RFR: 8262519: AArch64: Unnecessary acquire semantics of memory-order-conservative atomics in C++ Hotspot code

Dong Bo dongbo at openjdk.java.net
Wed Mar 3 08:11:05 UTC 2021


On Tue, 2 Mar 2021 16:00:55 GMT, Andrew Haley <aph at openjdk.org> wrote:

> > OKAY, this make sense to us.
> > If it is OK to keep the exclusive part of this patch? :-)
> > As far as we know, the exclusive instructions are not being revised.
> > And we see `ldxr+stxlr+dmb` have been used in linux kernel since 2014 [1], and still used by now [2].
> 
> I know that, but the Linux definition of a "full barrier" isn't quite as strong as HotSpot's `memory_order_conservative`, so we'd need a much more detailed analysis of what behaviours we can permit. Also, we'd have to find a strong reason to invest time in AArch64 without LSE instructions.
> 
> > BTW, the barrier-ordered-before applies with stlxr according to the architecture specification:
> 
> Sure, but so what?

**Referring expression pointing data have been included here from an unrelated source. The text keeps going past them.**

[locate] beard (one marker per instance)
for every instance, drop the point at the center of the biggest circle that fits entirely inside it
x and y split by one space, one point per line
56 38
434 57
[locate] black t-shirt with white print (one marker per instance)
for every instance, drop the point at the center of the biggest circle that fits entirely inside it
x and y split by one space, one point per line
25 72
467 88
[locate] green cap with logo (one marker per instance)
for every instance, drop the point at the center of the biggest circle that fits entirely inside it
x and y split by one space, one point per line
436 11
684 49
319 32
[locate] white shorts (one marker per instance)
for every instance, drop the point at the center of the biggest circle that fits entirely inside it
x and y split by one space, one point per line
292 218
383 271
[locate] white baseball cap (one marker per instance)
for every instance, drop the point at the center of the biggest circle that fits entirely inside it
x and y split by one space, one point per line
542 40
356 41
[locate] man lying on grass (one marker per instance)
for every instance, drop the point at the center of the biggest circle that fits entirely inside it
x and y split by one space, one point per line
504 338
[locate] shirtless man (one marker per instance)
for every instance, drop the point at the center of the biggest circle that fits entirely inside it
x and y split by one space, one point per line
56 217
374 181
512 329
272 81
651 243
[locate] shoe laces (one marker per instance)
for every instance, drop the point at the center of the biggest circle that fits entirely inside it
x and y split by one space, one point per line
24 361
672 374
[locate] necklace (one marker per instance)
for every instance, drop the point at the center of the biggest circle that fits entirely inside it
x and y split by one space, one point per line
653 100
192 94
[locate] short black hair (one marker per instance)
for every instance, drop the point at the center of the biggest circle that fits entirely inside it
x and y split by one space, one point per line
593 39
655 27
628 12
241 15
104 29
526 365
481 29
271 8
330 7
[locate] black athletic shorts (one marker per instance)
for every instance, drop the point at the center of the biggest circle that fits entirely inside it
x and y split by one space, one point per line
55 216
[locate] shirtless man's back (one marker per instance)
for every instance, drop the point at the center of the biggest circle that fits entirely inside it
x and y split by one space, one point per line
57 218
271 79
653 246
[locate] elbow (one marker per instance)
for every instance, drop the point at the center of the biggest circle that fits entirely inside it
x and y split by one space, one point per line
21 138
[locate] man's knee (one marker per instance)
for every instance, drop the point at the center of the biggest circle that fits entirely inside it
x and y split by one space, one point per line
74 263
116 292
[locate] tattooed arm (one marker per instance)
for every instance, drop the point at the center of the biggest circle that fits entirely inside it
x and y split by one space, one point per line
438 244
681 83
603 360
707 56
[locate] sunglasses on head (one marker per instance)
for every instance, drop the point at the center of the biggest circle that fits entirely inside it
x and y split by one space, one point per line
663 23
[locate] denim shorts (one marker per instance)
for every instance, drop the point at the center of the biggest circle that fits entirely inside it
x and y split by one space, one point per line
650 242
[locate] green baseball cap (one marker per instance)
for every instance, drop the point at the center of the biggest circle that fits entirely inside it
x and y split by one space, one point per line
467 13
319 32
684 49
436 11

This is about the entire ldxr/stlxr combination and `memory_order_conservative` , in which we try to mimic Intel's "Loads and Stores Are Not Reordered with Locked Instructions" specification.

Hi,

For us, we still have servers used by our customers that does not support LSE extension.

Hm, from our point of view, `ldaxr+stlxr+dmb` and `ldxr+stlxr+dmb` provide the same order semantics.
The acquire are used to ensure all loads/stores that are after an `ldaxr` (actually loads/stores after the `dmb` of `atomic_*default*_impl` in this case) in program order, while the `dmb` has already guaranteed this for us.
Without the acquire, the loads/stores after the atomic operations still can not pass the `dmb`.
Remove the acquire does not change the order between preceding loads/stores and `stlxr`.